Prepare the filling:
Pour into a small heatproof cup:
1 1/2 tablespoons cold water
Sprinkle over the top of the water:
3/4 teaspoon unflavored gelatin
Let the gelatin soften for 5 minutes, then place the cup in a pan of simmering water until the gelatin is melted and clear. Let cool to room temperature.
Beat in the chilled bowl of a stand mixer fitted with the whisk attachment at medium-high speed until thickened:
1 1/2 cups cold heavy cream
2 tablespoons sugar
1/2 teaspoon vanilla
(2 teaspoons instant coffee or espresso powder)
(If you would like to flavor the whipped cream with chocolate, whisk 3 tablespoons cocoa powder into a small amount of the cream, then add to the remaining cream in the bowl.) With the mixer running, slowly pour the gelatin into the cream. Beat to the desired consistency. For this application, the cream should be stiff but not grainy.
Assemble the cake:
Spread the sponge cake roll with:
3/4 cup raspberry jam
Spread the whipped cream over the jam in an even layer, going to within 1/2-inch of the edges of the cake. Starting with a short edge and using the parchment to help roll, roll up the cake tightly, as if you were rolling a sleeping bag. Wrap the rolled up cake in the parchment, using a small piece of tape to hold it in place. For easiest handling, freeze for at least 3 hours until semi-frozen. It will keep frozen for up to 3 months.
Prepare the meringue mushrooms:
While the cake freezes, prepare the mushrooms. Preheat the oven to 200°F. Line 2 baking sheets with parchment.
Whisk together in a heatproof bowl or the top of a double boiler (I just used the bowl of my stand mixer):
4 large egg whites (about 1/2 cup)
1 cup superfine or granulated sugar
1 teaspoon vanilla
1/2 teaspoon cream of tartar
Set the bowl in a skillet or over a pot of gently simmering water and whisk until the whites are warm, not hot, to the touch (110°F to 115°F). Remove the bowl from the skillet and beat on high speed until the whites are stiff and glossy.

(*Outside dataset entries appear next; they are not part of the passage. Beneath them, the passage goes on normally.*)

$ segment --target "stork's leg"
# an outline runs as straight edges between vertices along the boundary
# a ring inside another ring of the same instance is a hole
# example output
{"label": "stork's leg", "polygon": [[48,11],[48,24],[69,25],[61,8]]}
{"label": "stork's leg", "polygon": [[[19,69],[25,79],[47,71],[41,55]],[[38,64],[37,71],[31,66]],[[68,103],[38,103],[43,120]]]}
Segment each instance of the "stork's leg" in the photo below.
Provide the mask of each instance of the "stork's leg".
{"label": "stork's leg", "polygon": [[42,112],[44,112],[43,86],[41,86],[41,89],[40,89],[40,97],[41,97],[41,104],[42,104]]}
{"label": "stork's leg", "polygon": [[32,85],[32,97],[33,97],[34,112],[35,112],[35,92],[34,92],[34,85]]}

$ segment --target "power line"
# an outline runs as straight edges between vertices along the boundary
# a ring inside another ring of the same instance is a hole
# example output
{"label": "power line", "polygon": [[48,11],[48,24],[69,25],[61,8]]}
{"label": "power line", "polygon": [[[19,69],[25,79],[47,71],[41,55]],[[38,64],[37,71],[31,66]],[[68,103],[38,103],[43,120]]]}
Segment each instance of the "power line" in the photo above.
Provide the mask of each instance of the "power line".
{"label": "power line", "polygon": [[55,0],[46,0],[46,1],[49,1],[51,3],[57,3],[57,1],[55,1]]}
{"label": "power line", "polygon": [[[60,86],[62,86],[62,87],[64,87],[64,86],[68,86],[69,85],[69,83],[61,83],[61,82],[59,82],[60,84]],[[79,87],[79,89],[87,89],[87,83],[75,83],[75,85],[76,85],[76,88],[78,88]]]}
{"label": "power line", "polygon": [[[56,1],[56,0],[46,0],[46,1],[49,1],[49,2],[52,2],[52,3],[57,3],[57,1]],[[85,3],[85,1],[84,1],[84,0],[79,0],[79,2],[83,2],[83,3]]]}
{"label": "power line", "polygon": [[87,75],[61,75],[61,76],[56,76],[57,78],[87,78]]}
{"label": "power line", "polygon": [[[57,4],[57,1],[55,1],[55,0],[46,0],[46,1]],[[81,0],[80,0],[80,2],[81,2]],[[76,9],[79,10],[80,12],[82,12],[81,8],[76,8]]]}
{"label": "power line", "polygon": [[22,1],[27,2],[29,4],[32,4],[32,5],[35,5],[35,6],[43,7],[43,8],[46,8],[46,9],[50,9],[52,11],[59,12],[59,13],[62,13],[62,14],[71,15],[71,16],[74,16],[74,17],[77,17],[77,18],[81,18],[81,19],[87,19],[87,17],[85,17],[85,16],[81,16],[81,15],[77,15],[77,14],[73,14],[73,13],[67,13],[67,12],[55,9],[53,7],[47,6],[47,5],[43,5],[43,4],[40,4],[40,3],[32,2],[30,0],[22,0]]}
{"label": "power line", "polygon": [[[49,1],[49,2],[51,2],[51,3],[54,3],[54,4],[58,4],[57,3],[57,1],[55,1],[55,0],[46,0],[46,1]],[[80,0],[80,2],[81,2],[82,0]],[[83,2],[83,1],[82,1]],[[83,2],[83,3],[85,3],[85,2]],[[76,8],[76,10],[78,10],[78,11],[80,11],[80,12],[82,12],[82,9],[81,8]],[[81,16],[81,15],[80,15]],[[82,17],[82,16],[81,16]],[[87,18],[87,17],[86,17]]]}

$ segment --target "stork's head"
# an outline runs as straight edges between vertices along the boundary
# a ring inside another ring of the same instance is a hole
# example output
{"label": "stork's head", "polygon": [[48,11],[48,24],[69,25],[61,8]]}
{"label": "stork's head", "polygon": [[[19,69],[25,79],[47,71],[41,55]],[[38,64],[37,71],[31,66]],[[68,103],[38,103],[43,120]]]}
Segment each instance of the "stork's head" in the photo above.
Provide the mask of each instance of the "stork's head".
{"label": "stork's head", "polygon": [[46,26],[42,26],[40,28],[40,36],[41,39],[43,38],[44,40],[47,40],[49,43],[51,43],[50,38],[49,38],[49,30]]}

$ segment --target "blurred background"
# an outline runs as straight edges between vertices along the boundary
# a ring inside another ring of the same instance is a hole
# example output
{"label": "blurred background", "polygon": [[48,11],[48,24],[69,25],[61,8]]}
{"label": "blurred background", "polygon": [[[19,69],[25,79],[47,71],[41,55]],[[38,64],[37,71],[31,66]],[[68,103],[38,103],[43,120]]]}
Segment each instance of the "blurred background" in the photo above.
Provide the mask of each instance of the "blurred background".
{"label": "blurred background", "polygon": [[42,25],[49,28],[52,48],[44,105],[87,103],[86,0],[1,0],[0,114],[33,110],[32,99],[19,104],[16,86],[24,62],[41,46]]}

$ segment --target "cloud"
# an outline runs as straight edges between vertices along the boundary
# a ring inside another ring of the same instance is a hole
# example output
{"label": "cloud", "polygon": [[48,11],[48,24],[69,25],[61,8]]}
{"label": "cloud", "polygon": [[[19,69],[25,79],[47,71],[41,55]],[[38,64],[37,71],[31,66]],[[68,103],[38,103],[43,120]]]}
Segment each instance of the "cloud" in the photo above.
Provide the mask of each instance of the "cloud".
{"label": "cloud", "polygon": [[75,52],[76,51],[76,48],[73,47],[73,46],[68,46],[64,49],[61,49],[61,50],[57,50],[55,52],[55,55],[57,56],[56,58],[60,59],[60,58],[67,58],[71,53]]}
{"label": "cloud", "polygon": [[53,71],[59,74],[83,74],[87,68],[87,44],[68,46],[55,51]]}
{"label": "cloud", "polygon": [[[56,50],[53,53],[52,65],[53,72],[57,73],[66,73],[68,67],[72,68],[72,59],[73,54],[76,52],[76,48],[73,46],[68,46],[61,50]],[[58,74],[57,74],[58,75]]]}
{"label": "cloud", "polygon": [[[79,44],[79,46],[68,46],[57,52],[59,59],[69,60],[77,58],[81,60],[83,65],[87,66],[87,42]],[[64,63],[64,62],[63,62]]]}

Scrape the meringue into a pastry bag fitted with a 1/2-inch plain tip. Pipe thin pointed kiss shapes about 1" tall to make stems. Pipe round button shapes to make mushroom caps. Moisten your finger with water to smooth the caps if necessary. Dust lightly with:
Bake until crisp and completely dry, about 2 hours. Let cool in the turned off oven. Melt:
2 ounces semisweet or bittersweet chocolate, chopped
Use a sharp knife to cut off and discard the pointed ends of the meringue stems. Spread a little melted chocolate on the flat side of each mushroom cap and attach the stems before the chocolate sets. Let stand until the chocolate is set. The mushrooms can be stored in an airtight container for up to 4 weeks (if it's not humid).
Prepare the frosting:
Melt in the top of a double boiler:
6 ounces unsweetened chocolate, chopped
6 tablespoons butter, cut into small pieces
Heat in a small saucepan until steaming:
1/2 cup heavy cream
1 tablespoon espresso powder
Whisk the heavy cream into the melted chocolate. Gradually add, beating until spreadable:
4 cups confectioner's sugar, sifted
If the icing is still too runny, refrigerate it, checking every 5 minutes or so, until thickened. Use immediately.

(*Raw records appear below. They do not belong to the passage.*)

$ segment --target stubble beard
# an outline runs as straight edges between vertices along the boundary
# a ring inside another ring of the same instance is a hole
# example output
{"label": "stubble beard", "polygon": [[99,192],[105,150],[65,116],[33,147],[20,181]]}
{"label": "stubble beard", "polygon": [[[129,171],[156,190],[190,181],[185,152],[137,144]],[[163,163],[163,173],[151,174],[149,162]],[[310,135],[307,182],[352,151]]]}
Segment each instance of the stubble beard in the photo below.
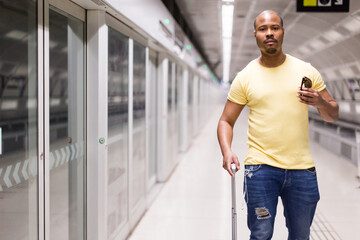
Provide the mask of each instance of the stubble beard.
{"label": "stubble beard", "polygon": [[268,53],[268,54],[274,54],[274,53],[276,53],[276,48],[268,48],[268,49],[266,49],[266,53]]}

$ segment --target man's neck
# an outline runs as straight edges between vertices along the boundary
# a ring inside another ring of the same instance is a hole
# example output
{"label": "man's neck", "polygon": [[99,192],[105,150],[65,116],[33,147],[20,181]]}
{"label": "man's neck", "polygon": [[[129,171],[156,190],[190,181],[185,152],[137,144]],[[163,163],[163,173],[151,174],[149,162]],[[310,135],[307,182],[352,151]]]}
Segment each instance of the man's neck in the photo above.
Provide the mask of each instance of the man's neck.
{"label": "man's neck", "polygon": [[285,62],[286,55],[284,53],[276,54],[276,55],[264,55],[258,58],[258,62],[268,68],[278,67]]}

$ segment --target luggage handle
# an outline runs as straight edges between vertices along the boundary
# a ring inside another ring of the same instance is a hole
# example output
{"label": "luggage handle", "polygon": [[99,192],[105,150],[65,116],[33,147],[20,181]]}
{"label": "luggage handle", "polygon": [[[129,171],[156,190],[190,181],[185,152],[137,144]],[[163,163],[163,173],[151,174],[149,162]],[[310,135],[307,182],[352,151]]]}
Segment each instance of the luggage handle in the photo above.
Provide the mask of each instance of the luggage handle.
{"label": "luggage handle", "polygon": [[236,188],[235,188],[235,173],[236,165],[235,163],[231,164],[231,171],[234,174],[234,177],[231,177],[231,220],[232,220],[232,240],[237,239],[237,213],[236,213]]}

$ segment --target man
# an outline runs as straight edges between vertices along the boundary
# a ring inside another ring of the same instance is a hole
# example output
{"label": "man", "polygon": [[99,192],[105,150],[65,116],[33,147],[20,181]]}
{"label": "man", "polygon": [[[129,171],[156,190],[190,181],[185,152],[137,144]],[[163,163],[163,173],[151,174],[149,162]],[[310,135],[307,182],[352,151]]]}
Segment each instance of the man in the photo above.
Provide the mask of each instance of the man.
{"label": "man", "polygon": [[[244,191],[250,239],[271,239],[279,196],[288,239],[309,239],[319,191],[309,149],[308,105],[329,122],[337,120],[338,105],[314,67],[283,53],[283,21],[277,13],[260,13],[254,28],[261,55],[237,74],[218,124],[223,167],[232,177],[231,163],[240,169],[231,142],[236,119],[247,105]],[[303,77],[311,87],[300,89]]]}

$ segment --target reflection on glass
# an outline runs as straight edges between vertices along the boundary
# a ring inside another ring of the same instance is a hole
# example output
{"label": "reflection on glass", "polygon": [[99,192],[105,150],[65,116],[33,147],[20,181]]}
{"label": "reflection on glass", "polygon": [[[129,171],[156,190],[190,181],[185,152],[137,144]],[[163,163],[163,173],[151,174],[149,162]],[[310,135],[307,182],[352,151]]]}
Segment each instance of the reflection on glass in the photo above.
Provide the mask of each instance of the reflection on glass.
{"label": "reflection on glass", "polygon": [[173,66],[173,63],[169,60],[169,65],[168,65],[168,115],[171,115],[171,111],[172,111],[172,89],[173,89],[173,84],[172,84],[172,78],[173,78],[172,66]]}
{"label": "reflection on glass", "polygon": [[182,82],[182,74],[183,74],[183,69],[180,65],[176,65],[176,77],[175,77],[175,83],[174,83],[174,87],[175,87],[175,92],[174,92],[174,102],[175,102],[175,112],[174,114],[176,114],[178,112],[179,109],[179,92],[181,89],[181,82]]}
{"label": "reflection on glass", "polygon": [[0,0],[0,239],[38,238],[36,1]]}
{"label": "reflection on glass", "polygon": [[145,194],[145,47],[134,41],[132,207]]}
{"label": "reflection on glass", "polygon": [[84,238],[84,23],[50,9],[50,238]]}
{"label": "reflection on glass", "polygon": [[173,161],[173,149],[174,149],[174,124],[173,124],[173,112],[174,112],[174,85],[173,85],[173,68],[175,67],[175,64],[173,64],[169,60],[168,65],[168,95],[167,95],[167,119],[166,119],[166,148],[164,151],[166,152],[166,160],[164,163],[164,167],[166,169],[170,169],[172,167],[172,161]]}
{"label": "reflection on glass", "polygon": [[109,28],[108,239],[128,221],[129,40]]}
{"label": "reflection on glass", "polygon": [[187,138],[189,141],[191,141],[192,133],[193,133],[193,75],[189,71],[188,76],[189,82],[188,82],[188,110],[187,110],[187,123],[188,123],[188,136]]}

Frost and decorate the cake:
Using an offset spatula, spread the icing over the cake, leaving the ends bare. Use a sharp knife dipped in hot water and dried to cut a 2-inch slice from one end of the cake. Set the cake roll on a serving plate. Place the reserved slice on either side of the cake to resemble a stump, and use some of the icing to cover the joints. Drag the tines of a fork through the icing to mimic the appearance of bark. If serving immediately, decorate with the meringue mushrooms. Otherwise, refrigerate the cake, covered, until 30 minutes before you plan to serve it, and decorate with the mushrooms just before serving. If desired, you may also dust the cake with powdered sugar to mimic snow. To serve, cut off slices with a sharp knife that has been dipped in hot water and dried off between each slice.